The idea of another world, once considered superstition or received wisdom, has been brought into the realm of cosmology and nuclear physics. Science now firmly upholds the existence of many more dimensions than Einstein's four (i.e., the three spatial extensions plus time).
Your atoms and molecules may be scattered, but even after the disappearance of this planet, your identity will not be converted into gamma rays. Its massless signature is grounded in an 11-D medium where scales are so tiny that our concept of physical substance makes no sense. But those scales match the highly concentrated immaterial subatomic energy structure that represents selfhood with its psychic volitions.
Life, the sort we know, is an exaggeration of the spatial domain at the expense of other dimensions. The ceaseless straining of this metaphorically untypical, lopsided, and transitory situation to correct itself appears to us as a unidirectional and irreversible flow of time. Upon termination of its earthly duration, inner consciousness simply returns to the perennial absolute - the parallel world - as if coming home from an excursion.
Becoming aware of all this ought to prevent people from thinking about death as the tragic final end to an insignificant biophysical episode - dying like ants incinerated by a forest fire, legs and antennae grimly sawing the air. Scientifically-grounded assurance should lift up your heart and engender not only philosophical but also empirical optimism. You can exit like a satisfied customer from a restaurant, asking for the check and leaving your body as a generous tip on the (dissection) table.
While knowledge acquired during the past two decades has revealed the possibility of life after death, credible, so-called supernatural phenomena (transcendental meditation and communication with the deceased through bona fide psychics) have confirmed it. This is the quintessence in the main. Talk about the subject could end here, but it does not have to. Just think of all the fascinating things Hamlet had to say besides what was the most essential for him - sorrow and anger!
The saber-toothed jaws of indignant dogmatic savants are already in frenzied motion - I know. They dismiss all this as nonsense.
Don't believe them! They are narrow-minded, old-fashioned, methodologically limited, complacent, hoddy-doddy materialist simpletons who feel easily threatened in their coordinate system-like thought world. A funny thing is that some of them are conspicuously devout. They need an antidote for the angst their hair-splitting, oppressively unambiguous, small-compass intellectuality secretes.
Certainly, if you have been blessed with the gift of faith, you are over-insured. The three religions of the Book may be comparable to a sturdy three-mast vessel that will safely convey you across the churning seas of this lamentable, erratic, inferior world to the Elysian dominion of ministering spirits.

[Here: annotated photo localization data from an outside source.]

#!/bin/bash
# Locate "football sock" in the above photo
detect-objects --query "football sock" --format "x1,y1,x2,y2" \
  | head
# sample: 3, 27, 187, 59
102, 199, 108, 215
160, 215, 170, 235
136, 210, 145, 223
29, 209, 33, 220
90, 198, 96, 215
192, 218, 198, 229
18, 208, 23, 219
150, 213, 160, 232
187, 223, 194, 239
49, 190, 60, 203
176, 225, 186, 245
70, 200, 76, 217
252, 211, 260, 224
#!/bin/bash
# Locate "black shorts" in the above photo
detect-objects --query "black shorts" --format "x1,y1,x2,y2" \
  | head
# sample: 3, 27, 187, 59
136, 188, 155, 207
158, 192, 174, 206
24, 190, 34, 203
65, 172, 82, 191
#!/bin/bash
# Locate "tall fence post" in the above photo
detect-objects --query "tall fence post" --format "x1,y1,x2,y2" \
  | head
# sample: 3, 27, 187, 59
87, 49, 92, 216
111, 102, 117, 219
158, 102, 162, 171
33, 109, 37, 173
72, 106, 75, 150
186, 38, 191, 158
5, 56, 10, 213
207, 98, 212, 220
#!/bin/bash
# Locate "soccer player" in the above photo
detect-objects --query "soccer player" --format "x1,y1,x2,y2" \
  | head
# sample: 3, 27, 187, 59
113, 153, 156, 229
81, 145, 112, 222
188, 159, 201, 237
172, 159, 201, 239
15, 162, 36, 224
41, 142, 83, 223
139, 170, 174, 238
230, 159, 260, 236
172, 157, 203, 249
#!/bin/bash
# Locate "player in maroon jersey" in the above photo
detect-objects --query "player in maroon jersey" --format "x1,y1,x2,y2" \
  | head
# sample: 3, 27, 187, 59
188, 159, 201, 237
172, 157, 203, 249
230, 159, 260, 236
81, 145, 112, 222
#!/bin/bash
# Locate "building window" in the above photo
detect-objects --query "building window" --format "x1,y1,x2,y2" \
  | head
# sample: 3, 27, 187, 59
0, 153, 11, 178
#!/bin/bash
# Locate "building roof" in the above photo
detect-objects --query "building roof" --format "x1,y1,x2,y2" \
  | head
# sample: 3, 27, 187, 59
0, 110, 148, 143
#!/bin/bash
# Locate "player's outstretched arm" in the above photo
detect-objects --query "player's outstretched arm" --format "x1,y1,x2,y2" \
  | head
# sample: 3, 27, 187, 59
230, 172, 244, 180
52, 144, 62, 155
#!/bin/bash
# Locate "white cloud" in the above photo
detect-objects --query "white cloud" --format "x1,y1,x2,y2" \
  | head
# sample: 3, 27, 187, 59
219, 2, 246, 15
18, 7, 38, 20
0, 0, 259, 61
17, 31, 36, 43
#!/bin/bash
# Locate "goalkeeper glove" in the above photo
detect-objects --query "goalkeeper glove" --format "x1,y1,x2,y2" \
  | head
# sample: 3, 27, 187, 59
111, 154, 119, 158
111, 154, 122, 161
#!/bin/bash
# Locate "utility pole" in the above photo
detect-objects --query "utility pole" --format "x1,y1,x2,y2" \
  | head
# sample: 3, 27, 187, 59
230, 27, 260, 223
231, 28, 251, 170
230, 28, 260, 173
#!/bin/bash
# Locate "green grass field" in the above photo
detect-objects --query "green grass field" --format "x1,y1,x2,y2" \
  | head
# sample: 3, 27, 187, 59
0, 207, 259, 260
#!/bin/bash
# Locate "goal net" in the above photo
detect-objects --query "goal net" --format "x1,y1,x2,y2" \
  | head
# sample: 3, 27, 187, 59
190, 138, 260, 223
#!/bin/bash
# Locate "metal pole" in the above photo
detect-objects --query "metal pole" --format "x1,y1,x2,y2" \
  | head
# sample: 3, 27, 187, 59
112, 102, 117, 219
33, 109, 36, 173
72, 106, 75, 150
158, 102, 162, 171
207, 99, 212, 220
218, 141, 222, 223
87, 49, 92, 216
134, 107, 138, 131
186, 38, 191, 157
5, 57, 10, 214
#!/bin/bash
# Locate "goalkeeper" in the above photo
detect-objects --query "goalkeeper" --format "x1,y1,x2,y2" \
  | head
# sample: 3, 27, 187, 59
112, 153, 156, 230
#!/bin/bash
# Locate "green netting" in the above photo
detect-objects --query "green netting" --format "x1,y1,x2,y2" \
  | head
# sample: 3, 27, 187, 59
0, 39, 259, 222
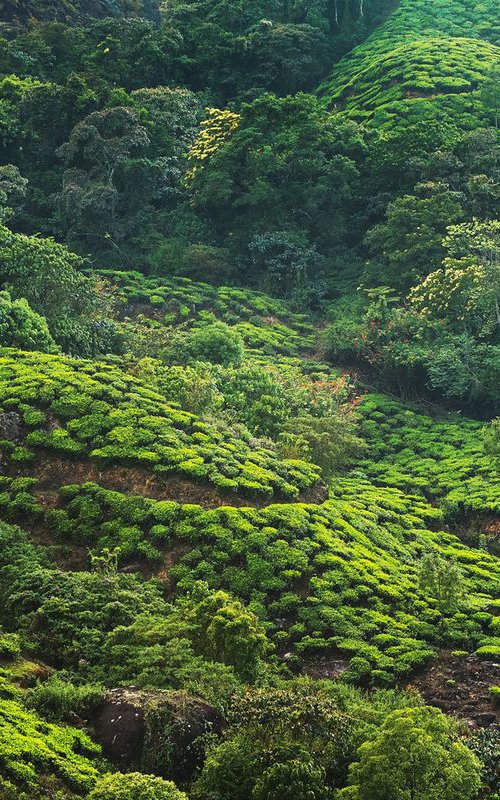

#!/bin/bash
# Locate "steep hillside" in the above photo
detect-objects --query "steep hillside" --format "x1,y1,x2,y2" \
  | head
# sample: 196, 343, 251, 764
0, 349, 320, 501
320, 0, 500, 127
0, 0, 500, 798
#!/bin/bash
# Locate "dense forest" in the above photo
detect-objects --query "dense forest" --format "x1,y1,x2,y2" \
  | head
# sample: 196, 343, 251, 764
0, 0, 499, 798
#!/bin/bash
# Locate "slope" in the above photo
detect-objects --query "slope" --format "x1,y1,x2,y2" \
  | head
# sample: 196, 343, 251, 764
319, 0, 500, 128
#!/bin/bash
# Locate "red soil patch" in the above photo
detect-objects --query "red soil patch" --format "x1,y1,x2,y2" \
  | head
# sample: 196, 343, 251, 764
20, 456, 271, 508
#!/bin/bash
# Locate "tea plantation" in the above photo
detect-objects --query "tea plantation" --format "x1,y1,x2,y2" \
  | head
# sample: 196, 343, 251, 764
1, 0, 500, 797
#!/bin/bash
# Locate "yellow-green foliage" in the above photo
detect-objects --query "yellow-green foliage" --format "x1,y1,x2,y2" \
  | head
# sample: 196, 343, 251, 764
0, 349, 320, 499
320, 0, 500, 127
99, 270, 317, 357
7, 475, 500, 684
357, 394, 500, 515
0, 677, 101, 795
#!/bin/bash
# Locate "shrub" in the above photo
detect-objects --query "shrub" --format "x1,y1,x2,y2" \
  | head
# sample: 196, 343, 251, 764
0, 632, 21, 659
476, 646, 500, 660
163, 322, 244, 367
253, 760, 328, 800
88, 773, 188, 800
27, 678, 105, 722
0, 291, 58, 354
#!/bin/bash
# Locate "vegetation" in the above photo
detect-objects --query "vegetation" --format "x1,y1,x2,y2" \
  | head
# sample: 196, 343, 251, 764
0, 0, 499, 799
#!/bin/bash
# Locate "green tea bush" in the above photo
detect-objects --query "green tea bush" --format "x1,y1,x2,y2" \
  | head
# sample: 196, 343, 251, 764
101, 270, 316, 358
88, 772, 188, 800
0, 349, 320, 499
320, 0, 499, 130
0, 678, 101, 794
355, 394, 500, 516
13, 475, 500, 683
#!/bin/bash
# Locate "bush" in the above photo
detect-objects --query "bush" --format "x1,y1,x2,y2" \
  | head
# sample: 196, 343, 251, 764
346, 706, 481, 800
0, 632, 21, 659
253, 760, 328, 800
27, 678, 105, 722
88, 772, 188, 800
0, 291, 58, 353
163, 322, 244, 367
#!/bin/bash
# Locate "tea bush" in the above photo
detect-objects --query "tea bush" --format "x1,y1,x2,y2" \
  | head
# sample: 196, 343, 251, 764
6, 475, 500, 683
0, 349, 320, 499
355, 394, 500, 516
0, 676, 102, 795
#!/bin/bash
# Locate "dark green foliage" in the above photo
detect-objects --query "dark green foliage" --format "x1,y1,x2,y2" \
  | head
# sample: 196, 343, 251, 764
0, 2, 500, 798
193, 683, 353, 800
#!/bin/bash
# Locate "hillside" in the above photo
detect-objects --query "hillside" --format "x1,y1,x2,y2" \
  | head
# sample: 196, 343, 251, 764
0, 0, 500, 799
319, 0, 500, 128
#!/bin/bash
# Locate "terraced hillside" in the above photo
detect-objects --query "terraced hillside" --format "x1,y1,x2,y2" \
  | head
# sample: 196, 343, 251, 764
320, 0, 500, 127
1, 0, 500, 797
0, 350, 320, 502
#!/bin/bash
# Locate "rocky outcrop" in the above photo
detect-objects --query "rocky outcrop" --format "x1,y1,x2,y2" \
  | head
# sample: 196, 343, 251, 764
93, 688, 226, 782
0, 412, 22, 443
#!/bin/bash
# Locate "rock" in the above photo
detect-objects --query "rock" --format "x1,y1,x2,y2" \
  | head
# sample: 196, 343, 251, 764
475, 712, 497, 727
93, 688, 149, 766
93, 688, 226, 781
0, 412, 22, 442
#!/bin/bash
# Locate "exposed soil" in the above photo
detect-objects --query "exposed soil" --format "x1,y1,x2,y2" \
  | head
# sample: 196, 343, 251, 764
8, 455, 324, 510
301, 652, 350, 681
406, 651, 500, 728
155, 543, 191, 590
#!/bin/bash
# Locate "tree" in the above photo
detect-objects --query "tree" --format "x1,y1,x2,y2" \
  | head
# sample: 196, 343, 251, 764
0, 164, 27, 217
57, 106, 150, 247
409, 220, 500, 335
186, 584, 270, 682
365, 182, 465, 290
0, 225, 115, 355
193, 683, 353, 800
248, 231, 325, 297
345, 706, 481, 800
279, 413, 366, 477
186, 94, 366, 263
88, 772, 188, 800
418, 552, 464, 618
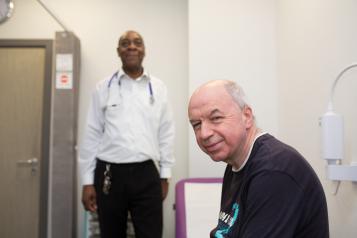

But regardless of what you believe, or whether you believe at all, deathlessness is the whole, unsentimental truth. Mankind's eternal posthumous felicity is as indisputable as the day is long. Doubt has run out of subterfuge. The cloud of unknown that had obscured the unmanifest ray of divine will is gone. Since the dawn of homo sapiens, a hundred billion people perished. They must be somewhere out there. Any counterargument is self-delusion. An extra-galactic dystopia with a hundred billion disembodied souls - and hundreds of billions more to come!?
A trillion esoteric copies of all the humans who ever lived - marred by the injustices they endured at each other's hands, separated by the irreconcilable differences that successive epochs stamped on them - ending up together like a peaceful colony of microorganisms in a vial of liquid nitrogen?
Hmmm . . .
I'm beginning to feel like the knife-thrower's assistant who has spotted a large-print book on the boss's desk.